29 thoughts on “Build a Team that Ships

  1. This is an extreme view but I have a hard time disagreeing wholesale with any of it. I have been writing code, shipping things and managing teams for over a decade and the environment you describe is the ideal that is worth moving towards.

      • I agree with the fact that engineer is responsible for end to end delivery of the module but what happens in a case where everything falls as responsibility of the engineer .For example

        Consider a person working for a company XYZ where he is a coder and he has been assigned the module and he completes the design,implementation and unit testing end to end .But what happens in scenario where operations dont do there job properly in terms of provisioning the required systems for the production and not set up the required connectivity and developer keeps polling and checking them on stuff and the project gets delayed due to such circumstances .Is the engineer still reliable if the other people dont work properly and make engineer responsible for the delay

    • We split it into a much more micro-basis. Most of our developers do front end and back end. Design is a shared resource.

      • How is design a “shared resource”? Just curious. Do you only hire engineers with design capabilities, or is it like declaring design a shared responsibility?

  2. Sounds like you’re ideally setup for distributed teams. These are exactly the kinds of personality traits I look for when building one. You want people who will do what they think is the right thing, and do it on its own merit, because of internal motivation. Zero management required.

  3. Totally agree with you! The principles you outlined would personally energize me as an engineer and that’s what it’s all about. But what would you do if the feature you’re working on isn’t ready to ship? Shipping is key, but should be adjusted based on the project. A usable functioning product is much more important. For instance, how would build out an android app if after a week it didn’t provide functionality crucial to your product?

  4. Fantastic points — always believed in small effective teams that attack the market directly. Given opportunities to outsource even hardware and materials work — this approach can be implemented in other fields, maybe with some minor modifications.

  5. lean team = profitable team!

    In one word “collaboration” a product built from multiple views has a broader reach than a product built with only one point of view.

    I build companies/teams in terms of milestones, managed labor is a waste of time and payroll. keep cost low and outsource when needed.

    Build part and ship, the next team member gets excited and challeged to build something a little better, a little sexier, then ships and so on, all with one goal of complimenting the products end UX.

  6. probably optimal structure for exploration and discovery. only thing I wonder about is may not be optimal structure for maximizing user conversion behavior, and keeping UX simple. but I won’t argue with success… it’s great to see how fast you folks get stuff out there.

  7. Great tips, thanks for sharing Naval. Just curious – what processes/tools do you use to keep track of what is currently being worked on, what’s in the pipeline etc? It sounds like some kind of Kanban-lite would fit in nicely here.

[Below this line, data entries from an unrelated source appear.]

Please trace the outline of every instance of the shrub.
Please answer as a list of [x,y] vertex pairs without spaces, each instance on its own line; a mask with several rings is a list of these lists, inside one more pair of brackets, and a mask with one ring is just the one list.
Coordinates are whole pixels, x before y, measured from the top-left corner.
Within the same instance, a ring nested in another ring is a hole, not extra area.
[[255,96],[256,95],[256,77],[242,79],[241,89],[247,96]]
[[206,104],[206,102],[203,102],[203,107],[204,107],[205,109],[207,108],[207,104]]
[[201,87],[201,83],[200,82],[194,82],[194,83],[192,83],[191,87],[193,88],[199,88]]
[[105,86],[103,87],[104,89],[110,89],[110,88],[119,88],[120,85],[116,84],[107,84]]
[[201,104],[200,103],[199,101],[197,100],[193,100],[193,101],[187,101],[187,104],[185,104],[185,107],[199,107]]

  8. As a maker, I like the spirit, but I would rather say, “build a team that ships valuable software,” with valuable not defined by the team but by how it impacts the customer.

    Judging a team by features shipped is like measuring by lines of code.

  9. Our business lives by this. I guess the question should be though can you still continue to live by this mantra when you get to be a big company. I know Facebook try’s to carry this on but its probably harder for some other businesses to accepted that not all code is QA tested.

  10. Naval,
    Can you share wisdom on which tools you use internally for task / project management?
    e.g. Pivotal Tracker vs Trello vs Sprintly vs Kickoff or similar.
    Thanks
    Dave

  11. Fail forward.

    Customer Creation is shipping. If they can’t create customers, let them go.

    Absolutely NO management required… but a ton of LEADERSHIP required!

  12. Seems like a great approach, and you’ve clearly proven it successful in your own case.

    However I wonder how realistic the “one person one project” is for most startups/organizations? By your rules people very strong in one area (i.e. programming) but very weak in others (i.e. design) would have no role, anywhere. It seems to me that teams of two or three for some projects is more realistic, and could result in better results even because your pool of expert-level potential candidates is much broader if they don’t have to be excellent in all things.